The blows came down hard one after another, hitting every part of my body. I could feel the anger in
each hit. I believed my attacker hated me with everything they had inside of them. I wasn’t going to leave here alive. They would make sure I didn’t because I knew the truth about what they had done.
I whimpered.
They stopped.
I forced in another breath, holding it as I laid immobile on the ground.
Listening.
Waiting.
It was as if the world had stopped around me.
The rain dripped onto my head and ran down my face, mixing with my salty tears. I looked out the
corner of my eye, not one, but two shadows were standing over me. Had there always been two people chasing me?
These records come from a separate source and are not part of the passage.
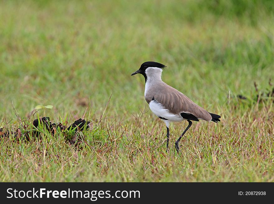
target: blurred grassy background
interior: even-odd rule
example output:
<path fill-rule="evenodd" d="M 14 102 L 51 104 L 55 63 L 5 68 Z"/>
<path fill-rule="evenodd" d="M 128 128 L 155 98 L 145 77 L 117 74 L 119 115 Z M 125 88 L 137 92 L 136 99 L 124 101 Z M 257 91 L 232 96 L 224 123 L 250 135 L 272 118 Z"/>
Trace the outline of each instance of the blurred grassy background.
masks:
<path fill-rule="evenodd" d="M 229 90 L 249 94 L 274 75 L 272 2 L 2 1 L 0 116 L 14 118 L 12 101 L 23 116 L 48 104 L 52 117 L 82 115 L 77 99 L 89 96 L 100 115 L 113 92 L 110 114 L 130 117 L 146 104 L 144 79 L 130 74 L 148 61 L 167 65 L 165 81 L 218 112 Z"/>
<path fill-rule="evenodd" d="M 270 0 L 1 1 L 0 117 L 17 121 L 12 102 L 23 117 L 50 104 L 52 120 L 72 121 L 90 98 L 88 119 L 99 120 L 113 93 L 106 117 L 134 129 L 132 114 L 148 107 L 143 77 L 130 75 L 151 61 L 224 126 L 229 92 L 250 95 L 254 81 L 263 89 L 274 76 L 273 11 Z M 150 128 L 158 119 L 149 111 L 142 120 Z"/>

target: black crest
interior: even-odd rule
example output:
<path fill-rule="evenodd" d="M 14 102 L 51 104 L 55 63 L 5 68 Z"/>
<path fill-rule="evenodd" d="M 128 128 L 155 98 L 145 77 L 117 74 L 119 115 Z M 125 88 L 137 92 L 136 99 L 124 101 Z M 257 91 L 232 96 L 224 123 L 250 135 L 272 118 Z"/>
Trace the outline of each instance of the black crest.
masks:
<path fill-rule="evenodd" d="M 158 67 L 161 69 L 164 69 L 166 66 L 159 62 L 156 61 L 146 61 L 142 64 L 140 67 L 140 70 L 145 70 L 148 67 Z"/>

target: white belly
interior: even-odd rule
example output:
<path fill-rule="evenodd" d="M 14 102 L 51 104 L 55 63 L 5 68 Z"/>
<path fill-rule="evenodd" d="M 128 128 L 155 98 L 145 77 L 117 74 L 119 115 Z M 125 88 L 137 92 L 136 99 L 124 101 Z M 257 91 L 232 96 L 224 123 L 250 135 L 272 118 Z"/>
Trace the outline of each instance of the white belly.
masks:
<path fill-rule="evenodd" d="M 152 112 L 157 117 L 164 118 L 170 121 L 179 122 L 185 120 L 181 116 L 171 113 L 162 104 L 155 100 L 151 101 L 149 105 Z"/>

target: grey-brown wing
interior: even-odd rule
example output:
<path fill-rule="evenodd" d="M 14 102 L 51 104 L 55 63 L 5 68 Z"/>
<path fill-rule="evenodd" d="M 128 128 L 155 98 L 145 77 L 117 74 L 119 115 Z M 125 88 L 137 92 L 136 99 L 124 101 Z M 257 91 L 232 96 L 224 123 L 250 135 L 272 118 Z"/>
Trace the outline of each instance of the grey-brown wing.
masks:
<path fill-rule="evenodd" d="M 208 121 L 212 119 L 209 113 L 183 93 L 173 88 L 169 89 L 162 90 L 160 92 L 156 93 L 154 97 L 155 100 L 168 109 L 170 112 L 177 115 L 181 115 L 182 113 L 190 113 L 197 118 Z"/>

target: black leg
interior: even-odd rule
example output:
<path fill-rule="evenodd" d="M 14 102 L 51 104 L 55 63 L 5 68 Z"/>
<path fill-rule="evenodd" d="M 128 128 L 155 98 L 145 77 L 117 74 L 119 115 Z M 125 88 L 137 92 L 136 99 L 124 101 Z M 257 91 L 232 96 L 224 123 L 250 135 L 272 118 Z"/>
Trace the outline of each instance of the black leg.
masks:
<path fill-rule="evenodd" d="M 188 125 L 187 125 L 187 128 L 186 128 L 186 129 L 185 130 L 185 131 L 184 131 L 182 134 L 182 135 L 180 136 L 179 138 L 179 139 L 178 139 L 177 141 L 176 141 L 176 142 L 175 143 L 175 148 L 176 148 L 176 150 L 177 150 L 177 152 L 178 153 L 179 153 L 179 145 L 178 144 L 178 143 L 179 143 L 179 142 L 180 142 L 181 138 L 182 138 L 183 136 L 185 134 L 185 133 L 187 132 L 187 130 L 190 127 L 190 126 L 191 126 L 191 125 L 192 125 L 192 122 L 191 122 L 191 121 L 189 120 L 187 120 L 187 122 L 188 122 Z"/>
<path fill-rule="evenodd" d="M 167 127 L 167 152 L 168 151 L 168 143 L 169 142 L 169 129 Z"/>

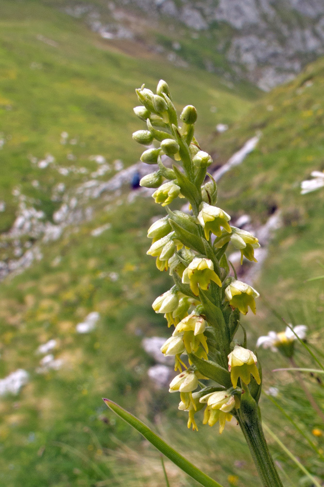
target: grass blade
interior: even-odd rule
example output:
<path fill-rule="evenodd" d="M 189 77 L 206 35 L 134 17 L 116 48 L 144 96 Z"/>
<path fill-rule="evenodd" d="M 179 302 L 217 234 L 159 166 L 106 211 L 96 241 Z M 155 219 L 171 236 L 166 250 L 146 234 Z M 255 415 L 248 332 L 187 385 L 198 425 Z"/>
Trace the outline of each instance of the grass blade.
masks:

The second shadow knelt in front of me. I drew in haggard breath, nearly choking. My lungs were
screaming for me to exhale as piercing pain sliced through my chest. I couldn’t believe with my own eyes who was kneeling in front of me!
“I’m sorry, but this needed to be done,” the voice said.
“Yeah, you should’ve known better than to fuck with us, bitch!” another voice echoed.
Immediately I recognized the voice and I knew who had beaten me to a pulp, leaving me broken and
bleeding, unable to move. It was the one person I truly hated with every essence of my being.
I blinked several more times, unsure of what I was seeing. My vision was not only distorted by the rain
and the darkness surrounding me, but from the blow to my head, making things blurry. I was hoping I had imagined it all, but I hadn’t.
The person stood and walked away without a single goodbye, as if I meant nothing to them. The faint
sounds of laughter were drowned out by the raindrops that splashed off the metal bleachers all around me as my killers left me here to die.
Another drop of rain fell from the black, thunderous sky above and landed on my body, soaking my
already wet and ruined clothes. Pain surged through me, like a fury of fire.
I couldn’t move.
I was afraid to move.
My body was shattered.
Broken into pieces as I was left to die here under the bleachers.
No one would come looking for me, not on a night like tonight. Not in the pouring rain. I sluggishly
blinked as I drew in one last and final breath, staring out at the football field.